Photo: Ligusticum porteri. Ligusticum filicinum, Watson. Osha, or Colorado cough root. Rocky Mountain regions. Root resembles the preceding in appearance and action. Used as a stimulating expectorant (see A. J. P., 1890-91). A Mexican umbellifer, of unknown botanical source, known as Osha root, yielded oshaic acid, which very closely resembles angelic acid (Haupt).

Ligusticum actaeifolium.—Southern States. Properties same as Lovage.

Ligusticum sinense.—The Kao-pén of the Chinese, who employ it medicinally.

Laserpitium latifolium, Linné. This is the Radix gentianae albae of former times, so called on account of its gentian-like appearance. It has, however, a white interior, and a brownish-white exterior. Its bark is thick and spongy, and is interspersed with resin cells of a yellow color. It contains a crystalline bitter, laspitin (C15H22O4). It is reputed a prompt purgative.

Pimpinella Saxifraga, Linné. Small burnet saxifrage.—A European perennial umbellifer, the root of which has a pungent, biting, balsamic, sweetish and bitterish taste, and a disagreeable, strongly aromatic odor. Acrid resin, a bitter principle, pimpinellin, soluble in alcohol, and a golden-yellow, light, volatile oil, having a sharp taste, and a parsley-like odor, are its chief constituents. The root is reputed diuretic, diaphoretic, and stomachic. Its uses are similar to those of levisticum and angelica. Asthma, catarrh, dropsies, amenorrhoea, etc., and toothache (applied locally) have been treated with it. It was formerly much used (in Germany) to expel mercury from the system after a mercurial course. The following tincture may be employed:

TINCTURA PIMPINELLAE (N. F.), Tincture of Pimpinella. Formulary number, 420.—"Pimpinella, root, one hundred and sixty-five grammes (165 Gm.) [5 ozs. av., 359 grs.]; alcohol, water, of each a sufficient quantity, to make one thousand cubic centimeters (1000 Cc.) [33 fl℥, 391♏]. Mix 2 volumes of alcohol with 1 volume of water. Macerate the pimpinella, reduced to a moderately coarse (No. 40) powder, with enough of the menstruum to keep it distinctly damp during 12 hours. Then percolate it with the same menstruum, in the usual manner, until 1000 Cc. [33 fl℥, 391♏] of tincture are obtained.

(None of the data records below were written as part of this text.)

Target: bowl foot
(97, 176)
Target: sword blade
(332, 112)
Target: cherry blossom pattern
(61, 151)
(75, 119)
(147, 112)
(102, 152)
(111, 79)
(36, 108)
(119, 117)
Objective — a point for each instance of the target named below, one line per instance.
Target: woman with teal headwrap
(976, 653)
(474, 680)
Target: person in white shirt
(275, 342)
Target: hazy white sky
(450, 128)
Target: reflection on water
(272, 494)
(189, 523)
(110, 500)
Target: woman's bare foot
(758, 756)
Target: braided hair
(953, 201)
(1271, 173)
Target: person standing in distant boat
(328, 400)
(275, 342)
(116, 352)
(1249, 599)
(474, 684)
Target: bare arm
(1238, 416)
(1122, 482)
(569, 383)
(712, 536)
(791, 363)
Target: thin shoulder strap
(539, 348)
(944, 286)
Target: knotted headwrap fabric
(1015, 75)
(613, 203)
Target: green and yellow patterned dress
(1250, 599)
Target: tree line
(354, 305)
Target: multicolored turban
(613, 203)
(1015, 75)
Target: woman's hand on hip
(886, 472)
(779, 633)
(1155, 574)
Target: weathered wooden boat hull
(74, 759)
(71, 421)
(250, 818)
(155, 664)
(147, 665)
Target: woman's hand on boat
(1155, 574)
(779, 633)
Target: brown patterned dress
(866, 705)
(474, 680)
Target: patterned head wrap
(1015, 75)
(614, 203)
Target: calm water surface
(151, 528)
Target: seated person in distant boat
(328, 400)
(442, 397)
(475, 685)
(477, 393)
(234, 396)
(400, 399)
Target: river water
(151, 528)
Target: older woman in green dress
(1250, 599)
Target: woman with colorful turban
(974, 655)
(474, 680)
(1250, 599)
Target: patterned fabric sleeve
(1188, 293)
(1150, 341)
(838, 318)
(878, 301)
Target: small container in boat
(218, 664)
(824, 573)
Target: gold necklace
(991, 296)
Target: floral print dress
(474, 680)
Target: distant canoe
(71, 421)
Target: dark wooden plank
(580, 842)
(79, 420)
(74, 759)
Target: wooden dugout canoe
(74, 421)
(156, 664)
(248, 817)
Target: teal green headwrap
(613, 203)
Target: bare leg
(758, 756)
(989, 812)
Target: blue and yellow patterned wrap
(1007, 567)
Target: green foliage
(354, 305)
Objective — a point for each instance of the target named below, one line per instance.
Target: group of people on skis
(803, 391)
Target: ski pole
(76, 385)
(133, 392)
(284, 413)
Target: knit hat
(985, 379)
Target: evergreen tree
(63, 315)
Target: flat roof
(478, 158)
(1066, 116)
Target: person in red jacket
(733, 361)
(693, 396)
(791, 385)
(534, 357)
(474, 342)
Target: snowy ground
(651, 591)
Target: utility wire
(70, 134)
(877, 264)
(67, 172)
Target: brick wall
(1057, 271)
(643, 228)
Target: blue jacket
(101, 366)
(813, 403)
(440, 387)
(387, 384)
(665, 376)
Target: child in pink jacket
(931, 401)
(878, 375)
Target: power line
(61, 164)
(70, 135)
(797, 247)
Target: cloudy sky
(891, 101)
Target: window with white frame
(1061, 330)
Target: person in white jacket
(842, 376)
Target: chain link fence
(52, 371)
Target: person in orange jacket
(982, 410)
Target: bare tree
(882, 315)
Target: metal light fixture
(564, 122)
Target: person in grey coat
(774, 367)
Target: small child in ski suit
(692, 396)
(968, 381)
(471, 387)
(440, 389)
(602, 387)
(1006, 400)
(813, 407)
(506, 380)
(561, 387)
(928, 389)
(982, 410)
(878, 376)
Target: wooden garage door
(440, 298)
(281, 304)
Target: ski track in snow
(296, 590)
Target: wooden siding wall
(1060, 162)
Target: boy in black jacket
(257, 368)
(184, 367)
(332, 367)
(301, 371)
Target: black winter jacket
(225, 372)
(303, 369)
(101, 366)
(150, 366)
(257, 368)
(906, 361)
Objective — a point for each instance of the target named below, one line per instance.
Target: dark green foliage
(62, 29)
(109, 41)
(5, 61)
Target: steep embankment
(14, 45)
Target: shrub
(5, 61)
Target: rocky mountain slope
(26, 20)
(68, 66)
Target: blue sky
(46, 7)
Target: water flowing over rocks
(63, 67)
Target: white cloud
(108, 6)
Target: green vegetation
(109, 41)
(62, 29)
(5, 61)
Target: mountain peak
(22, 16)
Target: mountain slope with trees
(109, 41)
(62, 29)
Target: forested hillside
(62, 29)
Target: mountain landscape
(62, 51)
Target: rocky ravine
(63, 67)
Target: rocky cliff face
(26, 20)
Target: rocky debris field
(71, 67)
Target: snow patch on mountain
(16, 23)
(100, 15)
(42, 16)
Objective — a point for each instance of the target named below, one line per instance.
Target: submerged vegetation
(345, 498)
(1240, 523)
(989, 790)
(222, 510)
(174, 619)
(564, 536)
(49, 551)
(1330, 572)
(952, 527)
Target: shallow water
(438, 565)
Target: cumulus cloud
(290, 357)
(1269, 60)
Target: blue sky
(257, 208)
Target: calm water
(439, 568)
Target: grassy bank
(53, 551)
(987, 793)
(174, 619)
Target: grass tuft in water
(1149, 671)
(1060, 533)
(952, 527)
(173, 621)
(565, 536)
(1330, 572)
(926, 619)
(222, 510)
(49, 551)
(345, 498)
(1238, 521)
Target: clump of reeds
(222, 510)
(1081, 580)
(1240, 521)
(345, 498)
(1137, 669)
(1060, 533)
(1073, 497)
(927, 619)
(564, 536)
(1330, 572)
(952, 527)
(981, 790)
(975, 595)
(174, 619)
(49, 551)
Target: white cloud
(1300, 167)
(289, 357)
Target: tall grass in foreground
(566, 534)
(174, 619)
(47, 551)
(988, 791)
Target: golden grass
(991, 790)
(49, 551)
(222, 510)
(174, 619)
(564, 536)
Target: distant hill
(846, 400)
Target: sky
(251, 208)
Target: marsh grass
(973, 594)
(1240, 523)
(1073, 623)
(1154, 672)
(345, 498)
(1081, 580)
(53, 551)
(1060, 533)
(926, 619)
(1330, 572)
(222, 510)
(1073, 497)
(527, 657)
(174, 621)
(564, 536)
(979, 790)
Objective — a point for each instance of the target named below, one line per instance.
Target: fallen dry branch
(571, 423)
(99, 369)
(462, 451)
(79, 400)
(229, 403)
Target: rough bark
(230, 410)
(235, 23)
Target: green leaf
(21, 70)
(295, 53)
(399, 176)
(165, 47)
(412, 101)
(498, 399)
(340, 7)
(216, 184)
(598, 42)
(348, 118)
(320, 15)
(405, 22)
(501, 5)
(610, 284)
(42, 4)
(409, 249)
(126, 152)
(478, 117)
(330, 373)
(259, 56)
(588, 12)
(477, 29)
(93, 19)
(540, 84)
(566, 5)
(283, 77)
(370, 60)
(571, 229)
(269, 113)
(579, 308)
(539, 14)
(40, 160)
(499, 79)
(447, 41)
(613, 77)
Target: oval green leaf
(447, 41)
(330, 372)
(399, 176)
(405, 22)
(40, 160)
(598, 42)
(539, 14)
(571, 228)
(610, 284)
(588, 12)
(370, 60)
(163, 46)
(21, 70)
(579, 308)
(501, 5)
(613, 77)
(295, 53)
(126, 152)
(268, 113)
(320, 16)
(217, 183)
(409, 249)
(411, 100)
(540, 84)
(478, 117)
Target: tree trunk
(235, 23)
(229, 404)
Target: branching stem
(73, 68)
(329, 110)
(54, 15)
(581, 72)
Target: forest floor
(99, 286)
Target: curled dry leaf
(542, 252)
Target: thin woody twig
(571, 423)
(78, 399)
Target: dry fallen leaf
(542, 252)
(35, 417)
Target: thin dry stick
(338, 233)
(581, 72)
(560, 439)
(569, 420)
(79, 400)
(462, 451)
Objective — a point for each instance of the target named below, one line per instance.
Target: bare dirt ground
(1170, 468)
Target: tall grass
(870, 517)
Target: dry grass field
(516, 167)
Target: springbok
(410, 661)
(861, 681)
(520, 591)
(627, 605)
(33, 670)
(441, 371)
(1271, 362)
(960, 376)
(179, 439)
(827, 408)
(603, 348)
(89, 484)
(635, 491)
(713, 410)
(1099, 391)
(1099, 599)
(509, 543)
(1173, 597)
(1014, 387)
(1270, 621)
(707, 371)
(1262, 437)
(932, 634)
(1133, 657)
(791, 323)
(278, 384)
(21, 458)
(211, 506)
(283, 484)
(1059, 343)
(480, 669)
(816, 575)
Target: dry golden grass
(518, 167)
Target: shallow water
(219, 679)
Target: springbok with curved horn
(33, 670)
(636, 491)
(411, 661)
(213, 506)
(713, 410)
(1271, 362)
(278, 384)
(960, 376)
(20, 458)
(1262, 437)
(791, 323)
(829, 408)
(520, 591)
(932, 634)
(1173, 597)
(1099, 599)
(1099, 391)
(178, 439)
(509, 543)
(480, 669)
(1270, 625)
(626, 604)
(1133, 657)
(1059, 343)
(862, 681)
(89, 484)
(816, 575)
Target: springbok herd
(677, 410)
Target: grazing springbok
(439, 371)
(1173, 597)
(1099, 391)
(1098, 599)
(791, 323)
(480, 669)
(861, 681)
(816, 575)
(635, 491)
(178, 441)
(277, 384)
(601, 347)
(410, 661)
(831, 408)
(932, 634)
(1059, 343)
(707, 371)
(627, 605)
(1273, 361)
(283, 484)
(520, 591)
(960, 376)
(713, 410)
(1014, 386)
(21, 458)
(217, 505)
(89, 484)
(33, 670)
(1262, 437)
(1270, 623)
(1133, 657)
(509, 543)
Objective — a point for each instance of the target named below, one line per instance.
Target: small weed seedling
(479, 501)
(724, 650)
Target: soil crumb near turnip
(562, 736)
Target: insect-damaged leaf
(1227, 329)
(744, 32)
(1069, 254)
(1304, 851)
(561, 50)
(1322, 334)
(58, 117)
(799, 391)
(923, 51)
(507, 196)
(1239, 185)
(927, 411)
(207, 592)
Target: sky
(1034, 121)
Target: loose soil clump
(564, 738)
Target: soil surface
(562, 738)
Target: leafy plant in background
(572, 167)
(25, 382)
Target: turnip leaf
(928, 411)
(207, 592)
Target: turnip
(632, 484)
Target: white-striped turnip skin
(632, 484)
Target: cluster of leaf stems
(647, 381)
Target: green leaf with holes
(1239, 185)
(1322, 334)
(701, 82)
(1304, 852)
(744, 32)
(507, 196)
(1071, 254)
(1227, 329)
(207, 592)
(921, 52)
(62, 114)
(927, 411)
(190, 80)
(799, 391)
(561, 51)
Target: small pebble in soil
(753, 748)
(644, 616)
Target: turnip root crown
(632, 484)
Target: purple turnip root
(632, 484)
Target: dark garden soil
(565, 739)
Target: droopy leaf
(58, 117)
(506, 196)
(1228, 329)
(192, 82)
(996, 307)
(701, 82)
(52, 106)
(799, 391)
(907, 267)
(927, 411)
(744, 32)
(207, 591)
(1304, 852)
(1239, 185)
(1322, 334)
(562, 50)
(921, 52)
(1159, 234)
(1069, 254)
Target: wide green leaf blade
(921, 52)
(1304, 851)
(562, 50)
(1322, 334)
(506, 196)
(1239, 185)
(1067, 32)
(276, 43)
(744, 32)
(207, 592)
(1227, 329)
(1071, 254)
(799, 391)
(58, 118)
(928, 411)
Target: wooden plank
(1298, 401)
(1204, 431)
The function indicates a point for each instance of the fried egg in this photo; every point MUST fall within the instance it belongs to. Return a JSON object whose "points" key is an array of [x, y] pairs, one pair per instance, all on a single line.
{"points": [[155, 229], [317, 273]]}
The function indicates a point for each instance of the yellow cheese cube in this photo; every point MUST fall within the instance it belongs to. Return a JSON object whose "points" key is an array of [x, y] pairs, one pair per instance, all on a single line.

Note.—This preparation is approximately of the same strength as that which is official in the Germ. Pharm. Pimpinella root is derived from Pimpinella Saxifraga, Linné, and Pimpinella magna, Linné—(Nat. Form.).

Pimpinella magna, Linné, is also known as Small burnet saxifrage, and is similar to the foregoing in properties and used like it. It enters into the foregoing tincture.